Foxy categorizes websites by their contents. Content category labels (like Porn, Hate, Gambling, etc.) are attached to HTTP transactions and may be used by content filters to block access to objectionable content.
Categorization is very straightforward and fully controlled by the user. The user can define a number of content categories. A content category may be defined by either or both of:
Domain list based categorization is simple and predictable. When a page's domain is listed under one of the defined categories, the website is considered to belong to this category, no further processing is required.
If category cannot be deduced from the domain, the web page's vocabulary is analyzed. If the page scores enough points under one of the categories, it's considered to belong to this category. This is a more flexible method since it can handle yet unknown web sites.
The content category configuration file defines a set of content categories. It's a plain text file. The name of the file is specified by the category_file parameter of the main configuration file. Each category is represented by a block of lines in a name = value format. Categories are separated by one or more empty lines.

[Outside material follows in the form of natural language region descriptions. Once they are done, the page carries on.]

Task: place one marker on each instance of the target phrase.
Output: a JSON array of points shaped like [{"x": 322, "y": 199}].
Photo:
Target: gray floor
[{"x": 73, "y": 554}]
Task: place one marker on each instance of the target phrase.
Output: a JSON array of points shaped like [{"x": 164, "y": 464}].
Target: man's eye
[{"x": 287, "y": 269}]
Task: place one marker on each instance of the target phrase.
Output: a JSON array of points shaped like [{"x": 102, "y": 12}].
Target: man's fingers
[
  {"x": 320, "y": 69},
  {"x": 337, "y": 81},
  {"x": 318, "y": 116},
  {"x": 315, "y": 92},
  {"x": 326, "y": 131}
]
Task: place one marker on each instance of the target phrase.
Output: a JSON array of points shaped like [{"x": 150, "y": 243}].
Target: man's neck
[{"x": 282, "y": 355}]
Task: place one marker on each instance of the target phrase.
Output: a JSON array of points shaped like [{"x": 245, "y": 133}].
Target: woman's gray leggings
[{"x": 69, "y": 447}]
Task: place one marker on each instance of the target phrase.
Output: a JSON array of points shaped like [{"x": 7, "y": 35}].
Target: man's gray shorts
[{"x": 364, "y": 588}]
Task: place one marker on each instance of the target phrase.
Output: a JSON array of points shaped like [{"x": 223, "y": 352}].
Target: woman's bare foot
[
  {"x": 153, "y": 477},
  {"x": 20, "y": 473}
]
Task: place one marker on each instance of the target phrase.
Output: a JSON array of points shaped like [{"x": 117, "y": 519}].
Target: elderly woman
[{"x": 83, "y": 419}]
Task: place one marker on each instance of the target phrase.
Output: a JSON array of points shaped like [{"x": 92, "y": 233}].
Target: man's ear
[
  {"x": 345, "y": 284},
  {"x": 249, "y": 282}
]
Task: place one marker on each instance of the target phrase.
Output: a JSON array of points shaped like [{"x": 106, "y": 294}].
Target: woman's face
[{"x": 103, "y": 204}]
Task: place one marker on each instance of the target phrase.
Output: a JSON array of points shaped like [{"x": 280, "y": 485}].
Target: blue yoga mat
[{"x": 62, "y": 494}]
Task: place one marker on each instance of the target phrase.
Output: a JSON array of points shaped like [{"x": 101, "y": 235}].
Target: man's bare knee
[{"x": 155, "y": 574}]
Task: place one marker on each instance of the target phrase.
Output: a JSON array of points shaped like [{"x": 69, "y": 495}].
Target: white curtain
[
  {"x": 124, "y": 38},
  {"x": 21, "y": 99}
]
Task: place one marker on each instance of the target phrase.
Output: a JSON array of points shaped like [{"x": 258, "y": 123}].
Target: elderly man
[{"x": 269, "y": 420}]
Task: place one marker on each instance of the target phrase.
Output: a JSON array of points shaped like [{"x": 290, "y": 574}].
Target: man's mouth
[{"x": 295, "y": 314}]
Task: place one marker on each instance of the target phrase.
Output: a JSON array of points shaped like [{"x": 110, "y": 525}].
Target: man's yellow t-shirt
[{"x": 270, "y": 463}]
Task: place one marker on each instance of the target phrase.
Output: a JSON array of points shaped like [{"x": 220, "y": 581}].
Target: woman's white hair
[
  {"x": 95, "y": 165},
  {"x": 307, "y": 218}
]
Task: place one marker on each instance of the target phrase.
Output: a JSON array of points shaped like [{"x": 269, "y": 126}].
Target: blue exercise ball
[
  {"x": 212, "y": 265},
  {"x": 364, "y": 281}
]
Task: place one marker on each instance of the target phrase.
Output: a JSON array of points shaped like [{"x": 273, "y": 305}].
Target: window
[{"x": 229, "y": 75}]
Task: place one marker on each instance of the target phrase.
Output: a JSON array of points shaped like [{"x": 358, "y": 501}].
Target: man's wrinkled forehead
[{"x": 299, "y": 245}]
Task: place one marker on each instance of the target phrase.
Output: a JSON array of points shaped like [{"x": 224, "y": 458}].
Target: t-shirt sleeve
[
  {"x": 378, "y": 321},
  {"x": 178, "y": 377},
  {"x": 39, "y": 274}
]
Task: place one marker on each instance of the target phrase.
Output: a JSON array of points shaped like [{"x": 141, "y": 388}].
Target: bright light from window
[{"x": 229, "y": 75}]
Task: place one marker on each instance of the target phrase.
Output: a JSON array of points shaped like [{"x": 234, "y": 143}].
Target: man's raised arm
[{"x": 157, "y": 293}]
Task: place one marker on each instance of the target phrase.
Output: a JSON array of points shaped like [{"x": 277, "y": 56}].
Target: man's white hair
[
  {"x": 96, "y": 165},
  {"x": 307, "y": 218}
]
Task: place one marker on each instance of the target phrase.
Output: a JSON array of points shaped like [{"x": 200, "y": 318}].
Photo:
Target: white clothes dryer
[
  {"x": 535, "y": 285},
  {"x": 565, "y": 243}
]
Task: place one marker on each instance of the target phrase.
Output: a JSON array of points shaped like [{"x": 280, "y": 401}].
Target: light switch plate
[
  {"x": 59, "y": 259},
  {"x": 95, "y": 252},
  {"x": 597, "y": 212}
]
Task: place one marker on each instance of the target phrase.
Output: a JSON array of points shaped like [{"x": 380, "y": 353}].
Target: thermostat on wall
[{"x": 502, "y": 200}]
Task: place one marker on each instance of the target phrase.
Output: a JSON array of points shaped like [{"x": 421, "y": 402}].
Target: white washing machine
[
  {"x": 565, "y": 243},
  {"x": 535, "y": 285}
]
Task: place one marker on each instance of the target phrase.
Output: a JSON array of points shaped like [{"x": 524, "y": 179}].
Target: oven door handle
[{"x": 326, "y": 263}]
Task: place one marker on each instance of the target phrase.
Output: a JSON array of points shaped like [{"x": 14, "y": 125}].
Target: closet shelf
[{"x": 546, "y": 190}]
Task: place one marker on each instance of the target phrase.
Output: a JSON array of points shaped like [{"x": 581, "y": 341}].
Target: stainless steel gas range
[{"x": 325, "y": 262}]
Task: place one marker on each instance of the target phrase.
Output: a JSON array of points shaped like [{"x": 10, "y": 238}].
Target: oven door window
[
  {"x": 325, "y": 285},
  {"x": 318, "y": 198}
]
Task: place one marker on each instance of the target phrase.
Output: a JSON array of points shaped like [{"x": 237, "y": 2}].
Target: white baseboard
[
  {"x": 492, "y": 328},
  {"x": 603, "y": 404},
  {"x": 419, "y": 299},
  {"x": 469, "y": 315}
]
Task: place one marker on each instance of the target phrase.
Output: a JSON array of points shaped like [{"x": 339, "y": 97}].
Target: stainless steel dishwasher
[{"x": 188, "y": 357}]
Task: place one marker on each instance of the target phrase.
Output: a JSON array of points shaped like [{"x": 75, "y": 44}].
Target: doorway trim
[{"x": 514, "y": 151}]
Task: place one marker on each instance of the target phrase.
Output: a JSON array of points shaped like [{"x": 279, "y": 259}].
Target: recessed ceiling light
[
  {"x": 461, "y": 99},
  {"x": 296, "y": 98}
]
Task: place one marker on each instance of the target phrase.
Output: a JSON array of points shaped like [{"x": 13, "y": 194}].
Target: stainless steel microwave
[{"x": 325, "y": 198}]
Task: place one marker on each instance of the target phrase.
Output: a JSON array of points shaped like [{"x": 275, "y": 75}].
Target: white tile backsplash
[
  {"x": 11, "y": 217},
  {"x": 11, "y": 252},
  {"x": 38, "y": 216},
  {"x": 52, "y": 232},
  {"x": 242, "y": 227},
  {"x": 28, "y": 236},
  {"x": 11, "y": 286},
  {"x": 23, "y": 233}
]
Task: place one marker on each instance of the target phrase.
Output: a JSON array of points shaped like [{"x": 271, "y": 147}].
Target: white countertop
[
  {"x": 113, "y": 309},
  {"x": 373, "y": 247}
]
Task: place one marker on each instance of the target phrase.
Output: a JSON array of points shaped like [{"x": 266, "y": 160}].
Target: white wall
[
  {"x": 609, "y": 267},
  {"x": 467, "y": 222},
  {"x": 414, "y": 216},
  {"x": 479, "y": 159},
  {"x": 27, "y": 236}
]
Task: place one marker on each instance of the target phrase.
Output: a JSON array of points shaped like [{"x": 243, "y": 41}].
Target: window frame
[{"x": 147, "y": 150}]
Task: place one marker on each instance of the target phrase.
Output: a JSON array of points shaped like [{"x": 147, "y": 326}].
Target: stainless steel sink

A unique content category name, e.g. Porn. This parameter is required; a category = name line starts a new category.
Format:
category = category name
Specifies vocabulary analysis sensitivity when identifying this category. The greater the number, the less sensitive the detection is (that is more points have to be scored before the category is positively identified). The default value is 10 (at least 10 points must be scored for a positive category recognition). The scoring rules are outlined below.
Format:
min_score = number
Format:
domain = domain_name
One or more domain parameters define a set of domains belonging to the category defined by the last category parameter. All resources from those domains automatically fall under this category without the need for vocabulary analysis.
A domain entry will match this domain and all its subdomains, e.g. google.com will match google.com, www.google.com, images.google.com, etc. Exactly the same domain must not be listed under more than one category, but multiple subdomains are allowed. In such cases Foxy will select the longest match.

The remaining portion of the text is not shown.